With a score of 21.37 of the vote, Socialist Sylvie Houssin is now eliminated and there will be a second round runoff between the Front National’s Florence Italiani and the UMP candidate.
Socialist Party leader Harlem Désir has called upon Socialist voters to vote for the UMP candidate in order to stop a possible Front National victory.
Although the Socialists did not expect to win the by-election, they are taking stock of a result which signals considerable dissatisfaction amongst their own supporters.
In the last election in the constituency, in the June 2012 parliamentary elections, the Socialist result was only 63 votes behind the UMP’s winning score, although that result was then invalidated after a challenge from Houssin.
This weekend's turnout was low, with just over two thirds of voters choosing to abstain.
The failure of the Socialist candidate to make the second round will do nothing to raise the morale President François Hollande and Prime Minister Jean-Marc Ayrault, who are both plummeting in opinion polls.
The latest figures released today (Opinion Way survey) show that 67 per cent of those polled are unhappy with Hollande’s actions, 10 per cent higher than the February figure.
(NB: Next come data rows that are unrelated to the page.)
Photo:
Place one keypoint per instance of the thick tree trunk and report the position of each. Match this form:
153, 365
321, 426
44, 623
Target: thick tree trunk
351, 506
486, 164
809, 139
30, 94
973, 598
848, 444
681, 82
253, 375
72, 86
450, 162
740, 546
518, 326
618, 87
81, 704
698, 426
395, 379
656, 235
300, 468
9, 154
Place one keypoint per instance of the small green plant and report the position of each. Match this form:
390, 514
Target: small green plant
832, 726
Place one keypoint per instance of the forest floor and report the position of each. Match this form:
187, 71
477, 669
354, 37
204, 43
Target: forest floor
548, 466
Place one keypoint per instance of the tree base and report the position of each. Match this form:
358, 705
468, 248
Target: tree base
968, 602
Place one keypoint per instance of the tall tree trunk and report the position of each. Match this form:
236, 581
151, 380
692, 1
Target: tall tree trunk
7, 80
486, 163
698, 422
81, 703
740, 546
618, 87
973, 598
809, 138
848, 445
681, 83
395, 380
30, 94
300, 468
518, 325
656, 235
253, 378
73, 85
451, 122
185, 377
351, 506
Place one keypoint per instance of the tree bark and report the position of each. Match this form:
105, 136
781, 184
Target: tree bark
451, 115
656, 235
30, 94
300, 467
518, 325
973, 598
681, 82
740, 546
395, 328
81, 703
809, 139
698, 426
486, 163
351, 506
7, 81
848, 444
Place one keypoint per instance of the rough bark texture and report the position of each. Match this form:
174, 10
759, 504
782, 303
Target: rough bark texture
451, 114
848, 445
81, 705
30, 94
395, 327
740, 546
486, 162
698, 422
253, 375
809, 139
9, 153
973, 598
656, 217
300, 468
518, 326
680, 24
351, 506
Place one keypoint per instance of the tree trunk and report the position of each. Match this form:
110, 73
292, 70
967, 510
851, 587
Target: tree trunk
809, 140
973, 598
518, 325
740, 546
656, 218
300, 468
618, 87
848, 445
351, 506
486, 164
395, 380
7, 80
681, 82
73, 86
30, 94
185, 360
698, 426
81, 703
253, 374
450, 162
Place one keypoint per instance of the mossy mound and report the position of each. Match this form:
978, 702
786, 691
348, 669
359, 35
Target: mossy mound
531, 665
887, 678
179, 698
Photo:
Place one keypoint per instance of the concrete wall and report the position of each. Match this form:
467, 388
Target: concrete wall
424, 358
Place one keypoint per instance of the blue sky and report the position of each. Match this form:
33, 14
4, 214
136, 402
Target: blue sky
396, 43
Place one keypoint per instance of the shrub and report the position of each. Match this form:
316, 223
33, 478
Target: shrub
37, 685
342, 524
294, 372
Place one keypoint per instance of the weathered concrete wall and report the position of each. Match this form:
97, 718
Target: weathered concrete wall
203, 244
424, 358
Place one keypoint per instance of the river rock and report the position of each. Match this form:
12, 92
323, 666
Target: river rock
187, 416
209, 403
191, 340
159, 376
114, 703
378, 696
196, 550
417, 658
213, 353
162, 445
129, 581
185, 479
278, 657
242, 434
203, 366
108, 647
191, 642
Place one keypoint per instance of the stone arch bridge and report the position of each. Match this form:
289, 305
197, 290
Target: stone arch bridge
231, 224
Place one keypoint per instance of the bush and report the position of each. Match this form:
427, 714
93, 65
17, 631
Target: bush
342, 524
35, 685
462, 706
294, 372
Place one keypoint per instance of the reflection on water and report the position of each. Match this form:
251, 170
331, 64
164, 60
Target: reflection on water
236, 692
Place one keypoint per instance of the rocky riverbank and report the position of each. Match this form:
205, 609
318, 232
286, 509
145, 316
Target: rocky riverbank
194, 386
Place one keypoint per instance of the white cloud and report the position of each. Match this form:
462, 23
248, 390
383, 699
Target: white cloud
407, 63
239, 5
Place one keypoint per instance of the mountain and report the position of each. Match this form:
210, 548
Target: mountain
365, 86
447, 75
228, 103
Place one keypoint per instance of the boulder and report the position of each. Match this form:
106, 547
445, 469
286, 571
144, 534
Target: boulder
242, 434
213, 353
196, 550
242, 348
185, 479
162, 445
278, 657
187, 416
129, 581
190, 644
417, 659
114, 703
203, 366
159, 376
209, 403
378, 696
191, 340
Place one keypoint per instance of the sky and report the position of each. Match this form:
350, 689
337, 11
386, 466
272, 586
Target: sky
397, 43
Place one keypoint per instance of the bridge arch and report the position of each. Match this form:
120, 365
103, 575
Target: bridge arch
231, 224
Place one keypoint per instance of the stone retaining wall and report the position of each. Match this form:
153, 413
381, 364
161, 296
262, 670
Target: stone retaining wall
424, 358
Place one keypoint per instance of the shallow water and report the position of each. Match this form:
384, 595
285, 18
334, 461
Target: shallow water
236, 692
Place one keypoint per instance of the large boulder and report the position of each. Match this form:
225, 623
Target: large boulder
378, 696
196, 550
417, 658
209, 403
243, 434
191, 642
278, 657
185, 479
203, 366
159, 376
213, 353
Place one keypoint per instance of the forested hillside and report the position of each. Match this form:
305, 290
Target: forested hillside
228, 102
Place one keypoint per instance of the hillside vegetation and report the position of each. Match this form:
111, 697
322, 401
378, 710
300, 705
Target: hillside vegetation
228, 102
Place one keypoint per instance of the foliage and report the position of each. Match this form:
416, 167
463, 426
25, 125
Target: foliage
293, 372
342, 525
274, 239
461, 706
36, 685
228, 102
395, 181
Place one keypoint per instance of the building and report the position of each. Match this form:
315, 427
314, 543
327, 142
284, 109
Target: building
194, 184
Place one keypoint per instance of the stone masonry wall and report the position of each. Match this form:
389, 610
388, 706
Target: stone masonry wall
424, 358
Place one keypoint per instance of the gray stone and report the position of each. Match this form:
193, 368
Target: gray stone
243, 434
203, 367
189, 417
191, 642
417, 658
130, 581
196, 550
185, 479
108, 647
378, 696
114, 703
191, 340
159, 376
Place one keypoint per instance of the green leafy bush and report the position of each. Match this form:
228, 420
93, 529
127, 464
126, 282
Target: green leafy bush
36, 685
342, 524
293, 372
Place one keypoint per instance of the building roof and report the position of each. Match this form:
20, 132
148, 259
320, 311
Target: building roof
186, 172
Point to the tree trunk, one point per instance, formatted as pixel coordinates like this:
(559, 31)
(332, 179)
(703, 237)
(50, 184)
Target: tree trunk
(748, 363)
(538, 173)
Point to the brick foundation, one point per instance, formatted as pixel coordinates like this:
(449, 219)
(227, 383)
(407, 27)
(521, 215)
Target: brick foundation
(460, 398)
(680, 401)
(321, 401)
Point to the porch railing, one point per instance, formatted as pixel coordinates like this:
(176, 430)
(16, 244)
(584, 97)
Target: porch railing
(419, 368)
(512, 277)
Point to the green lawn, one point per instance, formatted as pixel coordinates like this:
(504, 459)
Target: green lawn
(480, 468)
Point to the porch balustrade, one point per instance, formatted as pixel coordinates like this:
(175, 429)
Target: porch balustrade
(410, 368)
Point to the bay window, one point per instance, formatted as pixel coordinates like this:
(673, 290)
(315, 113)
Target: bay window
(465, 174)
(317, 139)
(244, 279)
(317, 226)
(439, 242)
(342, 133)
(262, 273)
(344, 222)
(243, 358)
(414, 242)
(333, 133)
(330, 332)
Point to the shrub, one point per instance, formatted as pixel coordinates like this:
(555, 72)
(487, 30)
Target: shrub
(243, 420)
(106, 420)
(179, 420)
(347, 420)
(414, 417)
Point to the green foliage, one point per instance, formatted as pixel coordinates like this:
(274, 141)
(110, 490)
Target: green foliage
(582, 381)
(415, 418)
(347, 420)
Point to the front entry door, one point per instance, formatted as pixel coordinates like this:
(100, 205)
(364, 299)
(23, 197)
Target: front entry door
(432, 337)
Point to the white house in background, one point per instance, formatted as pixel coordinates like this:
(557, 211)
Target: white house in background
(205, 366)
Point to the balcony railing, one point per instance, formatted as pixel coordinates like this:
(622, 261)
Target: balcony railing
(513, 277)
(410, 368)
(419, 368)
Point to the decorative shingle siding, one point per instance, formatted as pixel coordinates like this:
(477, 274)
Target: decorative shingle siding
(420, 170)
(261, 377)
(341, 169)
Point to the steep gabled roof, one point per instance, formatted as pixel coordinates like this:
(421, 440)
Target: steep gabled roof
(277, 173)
Among left-wing voters there has been a 13 per cent increase in dissatisfaction compared to last month.
Hollande visited both Dijon and Bordeaux last week in a bid to get around the country and meet more people, though on his visit to Dijon, he faced some angry locals in one of the poorer districts.
Next week Hollande will appear on French television to outline some of the country’s difficulties and how he hopes to deal with them.
Prime Minister Jean-Marc Ayrault is also trailing in opinion polls, with only 31 per cent of those polled expressing satisfaction.
Ayrault also faces a vote of confidence on Wednesday but as the Socialists have a comfortable majority in the French lower house of parliament, he will win the vote easily.
Ayrault’s supporters insist the vote has more to do with the internal party politics of the right- wing opposition UMP and its contested boss Jean-François Copé, who is keen to bolster his credibility after November’s bitter party leadership battle.
Copé is behind the no confidence motion.